The provincial NDP are working on a leadership campaign and preparing for the next Manitoba election. The federal political parties are preparing for an election, even sooner, slated for October 2015. Farmers are preparing budgets and gathering all kinds of inputs for the 2015 crop. Municipal councils are preparing budgets.

There’s a whole lot of behind closed doors stuff going on that is both hard to see and hard to measure. It’s just a typical February for the most part with a couple of elections thrown in for good measure.

It’s another way of saying things are pretty dull at this time of year. 

Hopefully, all this preparing that is going on will result in favourable things happening over the next few months. Leaders will emerge, some politicians will retire, summer construction will happen on our roads and some new buildings will spring up. The crops will get planted.

However, hanging over us all is, quite frankly, the threat of war, perhaps World War III.

I know that sounds ominous and very much a doom and gloom situation but a quick look at history shows that wars have been sparked by relatively small events. 

World War I was triggered by the assassination of a crown prince. That moment was seized by some countries to expand or defend their territory on land and sea. The war was discussed in dining rooms around the world for years before it happened. It was largely an economic and a territorial war.

World War I set the stage for the second world conflict as Germany, being a great and usually prosperous country could not and would not stand for becoming a minor player on the world stage. Through rhetoric and violence, the political system in Germany produced Hitler and the Nazis. Most people know what happened next.

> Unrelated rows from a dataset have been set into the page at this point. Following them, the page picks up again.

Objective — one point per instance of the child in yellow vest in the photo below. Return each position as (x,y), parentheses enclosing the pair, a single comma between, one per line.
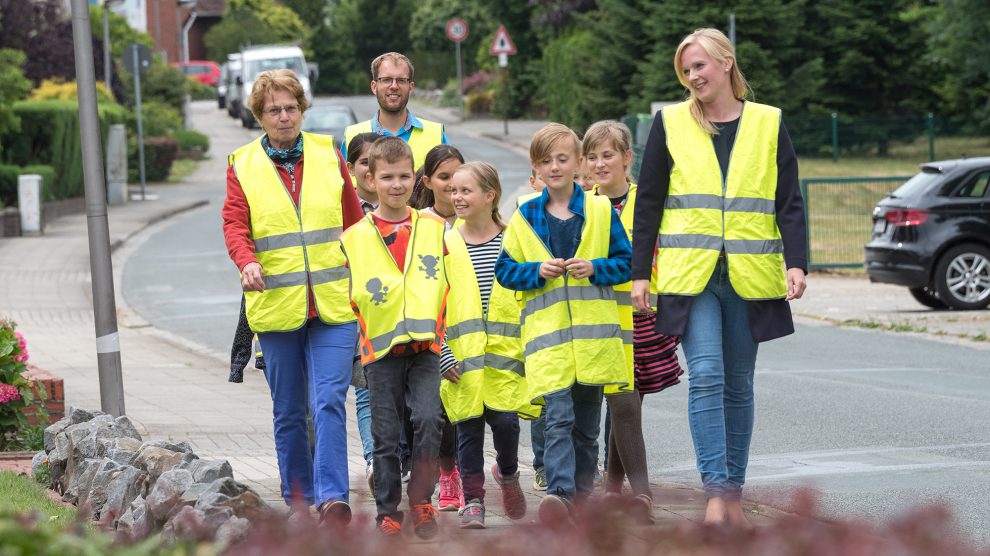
(398,287)
(565,250)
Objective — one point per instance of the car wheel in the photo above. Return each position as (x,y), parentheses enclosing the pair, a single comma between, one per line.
(962,277)
(928,297)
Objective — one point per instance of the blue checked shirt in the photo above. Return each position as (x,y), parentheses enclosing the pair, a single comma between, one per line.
(404,133)
(610,271)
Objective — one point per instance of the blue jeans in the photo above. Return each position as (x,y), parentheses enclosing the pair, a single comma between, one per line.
(362,404)
(721,358)
(571,447)
(310,367)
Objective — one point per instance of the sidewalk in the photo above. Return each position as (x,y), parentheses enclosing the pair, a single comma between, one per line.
(178,391)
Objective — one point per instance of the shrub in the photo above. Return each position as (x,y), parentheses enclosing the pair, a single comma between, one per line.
(8,180)
(192,141)
(159,154)
(50,135)
(57,88)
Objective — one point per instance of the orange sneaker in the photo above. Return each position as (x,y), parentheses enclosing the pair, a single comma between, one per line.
(425,520)
(389,527)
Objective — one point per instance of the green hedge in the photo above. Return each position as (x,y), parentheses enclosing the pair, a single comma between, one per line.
(8,181)
(50,135)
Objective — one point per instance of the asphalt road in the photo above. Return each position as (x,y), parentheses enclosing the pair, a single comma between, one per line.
(877,422)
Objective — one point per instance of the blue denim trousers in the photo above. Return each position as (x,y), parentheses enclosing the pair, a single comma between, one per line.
(310,367)
(362,404)
(721,358)
(571,439)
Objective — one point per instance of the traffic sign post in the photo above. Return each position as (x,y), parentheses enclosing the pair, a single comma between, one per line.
(503,47)
(457,31)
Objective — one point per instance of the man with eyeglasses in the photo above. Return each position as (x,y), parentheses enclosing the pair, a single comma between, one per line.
(392,83)
(286,246)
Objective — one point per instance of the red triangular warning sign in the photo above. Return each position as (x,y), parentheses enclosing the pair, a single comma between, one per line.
(502,43)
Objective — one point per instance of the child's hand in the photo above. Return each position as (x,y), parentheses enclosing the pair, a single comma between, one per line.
(553,268)
(452,374)
(579,268)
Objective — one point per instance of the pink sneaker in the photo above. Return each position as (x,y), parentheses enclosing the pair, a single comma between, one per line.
(451,497)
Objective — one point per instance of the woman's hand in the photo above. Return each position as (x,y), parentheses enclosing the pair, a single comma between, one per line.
(796,283)
(551,269)
(580,268)
(641,296)
(452,374)
(253,278)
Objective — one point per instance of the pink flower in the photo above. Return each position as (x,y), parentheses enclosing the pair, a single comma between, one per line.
(9,393)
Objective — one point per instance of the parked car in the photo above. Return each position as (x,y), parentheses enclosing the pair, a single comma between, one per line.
(330,119)
(205,71)
(933,235)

Germany, France and Britain have all remained as powerful nations, albeit in the shadow of the United States and Russia.

Few people could see what would happen next and what is happening now. Driven by bad economic conditions in many countries, a very radical movement, the extremist Islamic movement has arisen. While still confined to a small but bloody and violent group, the movement feeds on economic problems both real and perceived. When people feel they have no hope, they tend to follow any leader that promises good things ahead. While the World War I and II leaders promised better times ahead if only they had more territory, this movement promises better times ahead if everybody follows their oppressive rules. The kicker is that it’s OK to kill or to die enforcing their rules on everyone else. For them, it’s no big deal to die, especially if you die for the cause.

It’s a dangerous combination when an individual or a group has no regard for their own life and less for anyone else’s life. Many more people are likely to die before the current situation stabilizes. 

In historic conflicts over the centuries, the stories of war came out slowly and edited by the winners. With World War I, the instigating cause, the assassination, was caught on film for all the world to see and events moved fairly quickly. With World War II, the build up was caught moment by moment on film. Events now move even more quickly. Every grisly moment is flashed around the world on the internet striking fear, and in some cases inspiration, into the hearts of people.

Unless countries unite to thwart this newest world threat, the ISIS movement, we may well have World War III.

We have a lot of preparation happening right now for things we are expecting such as elections, budgets and crops. We need to be prepared for some much bigger events.